Bruce is an advocate for communicating what he wants to do and inviting in those that share his vision for work. He believes this model is sustainable and long-lived.

“I think people actually are desperately in need and searching for a long-term perspective on life, and yet our business culture and our enterprises are really driven by short-term goals and short-term results and short-term impact. When in fact they produce often horrendous long-term effects. We have to redesign those things. We have to get to new ways of doing these things.”

Education

One of the things standing in the way, Bruce tell us, is how the education system is structured. Once again, he sees design as the key to change:

“If you think about the educational culture today, it's mostly a monoculture. We have one solution, and we think it should be applied to everyone. For some groups of people, what we have now is perfectly right. It's built for them. But for a large body of people, it's really not right for them.

We still mostly think that the product of education is the content, but we know that, for instance, the content of a four-year technical degree is 50% outmoded by the time you graduate. So, we can't really be selling the content. The real product of education is experience.”

Design challenges

In most of the projects Bruce and the Massive Change Network take on, the right idea only comes at the end of exhaustive research. Sometimes, it's the research itself that leads to an experiment that sparks an idea.

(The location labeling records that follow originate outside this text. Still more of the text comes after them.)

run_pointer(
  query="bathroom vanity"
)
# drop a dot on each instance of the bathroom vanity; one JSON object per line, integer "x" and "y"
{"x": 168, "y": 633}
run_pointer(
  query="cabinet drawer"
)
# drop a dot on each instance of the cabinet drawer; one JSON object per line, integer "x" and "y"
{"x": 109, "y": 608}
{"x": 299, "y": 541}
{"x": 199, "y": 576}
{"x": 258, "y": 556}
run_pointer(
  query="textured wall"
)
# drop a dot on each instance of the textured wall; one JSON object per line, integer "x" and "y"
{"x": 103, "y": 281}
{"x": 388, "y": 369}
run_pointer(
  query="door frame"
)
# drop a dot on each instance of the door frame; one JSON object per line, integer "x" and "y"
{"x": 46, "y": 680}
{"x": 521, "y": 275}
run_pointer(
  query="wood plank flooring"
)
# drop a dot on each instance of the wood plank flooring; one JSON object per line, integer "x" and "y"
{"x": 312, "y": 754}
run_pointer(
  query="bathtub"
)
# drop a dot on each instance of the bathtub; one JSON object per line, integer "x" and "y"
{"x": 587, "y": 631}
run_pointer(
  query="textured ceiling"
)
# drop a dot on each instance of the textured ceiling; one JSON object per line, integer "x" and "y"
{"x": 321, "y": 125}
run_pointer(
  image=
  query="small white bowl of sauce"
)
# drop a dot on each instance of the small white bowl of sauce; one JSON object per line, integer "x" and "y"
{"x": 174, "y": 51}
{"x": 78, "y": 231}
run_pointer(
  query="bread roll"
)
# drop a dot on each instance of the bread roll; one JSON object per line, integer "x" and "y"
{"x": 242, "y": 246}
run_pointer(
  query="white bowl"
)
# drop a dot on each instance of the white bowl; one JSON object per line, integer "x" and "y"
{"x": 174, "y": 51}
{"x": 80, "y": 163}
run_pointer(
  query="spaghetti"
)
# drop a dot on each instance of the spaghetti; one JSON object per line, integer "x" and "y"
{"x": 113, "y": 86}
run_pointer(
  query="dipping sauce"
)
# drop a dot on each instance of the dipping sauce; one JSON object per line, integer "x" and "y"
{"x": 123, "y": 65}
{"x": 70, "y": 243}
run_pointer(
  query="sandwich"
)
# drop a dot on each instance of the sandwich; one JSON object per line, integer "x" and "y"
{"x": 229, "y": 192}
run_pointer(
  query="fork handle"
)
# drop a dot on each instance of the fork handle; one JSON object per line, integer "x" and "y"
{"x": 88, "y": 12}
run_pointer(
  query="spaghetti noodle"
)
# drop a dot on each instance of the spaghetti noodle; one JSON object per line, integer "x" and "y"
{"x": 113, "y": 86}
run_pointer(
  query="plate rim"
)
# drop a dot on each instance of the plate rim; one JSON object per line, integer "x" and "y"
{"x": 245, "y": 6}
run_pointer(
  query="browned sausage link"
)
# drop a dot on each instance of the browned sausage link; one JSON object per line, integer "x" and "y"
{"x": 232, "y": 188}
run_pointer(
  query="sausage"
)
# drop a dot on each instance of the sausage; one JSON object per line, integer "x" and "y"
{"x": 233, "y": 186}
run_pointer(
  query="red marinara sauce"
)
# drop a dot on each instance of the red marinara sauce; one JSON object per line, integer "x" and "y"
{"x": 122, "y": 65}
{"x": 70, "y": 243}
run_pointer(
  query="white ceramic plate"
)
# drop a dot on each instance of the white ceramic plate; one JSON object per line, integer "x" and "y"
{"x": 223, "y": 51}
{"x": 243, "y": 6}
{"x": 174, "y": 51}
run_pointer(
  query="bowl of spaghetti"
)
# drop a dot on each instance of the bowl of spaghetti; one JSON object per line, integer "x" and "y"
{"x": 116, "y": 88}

“The Institute without Boundaries was an education experiment. It's a collaboration with George Brown College in Toronto, and they asked me to do an innovation in education. And I said, look, what I'd like to do is purpose-driven, entrepreneurial, experience-based team learning. A group of people come together, they don't have to already be designers, they're going to become designers in the process, and together they take on a very tough problem on a very public stage. So, in the first project, we did a twenty thousand square foot exhibition on the future of design, a book published by Phaidon, a radio programme, an educational website, et cetera, all on the future of design. What is the future of design?

"And the beauty of that problem is that no one knows the answer. I certainly don't.

"So, the idea of taking on a real tough problem in a very public way where you're going to be on stage presenting this stuff - if it's not good, you are not good.

"And what it means is that you absolutely bring your A game. You are super focused on what it's gonna take to succeed. And when students have purpose, they will break the box to learn. They will push you out of the way to get the stuff they need. And so what you're really producing is the experience of being an entrepreneurial designer. Way more than if I told you about it, you actually are doing it and you're experiencing it. And that, as a learning experience, is so much more powerful.”

Bruce Mau’s Future of the Future talk is well-timed for the structural changes we are already starting to see in the workplace.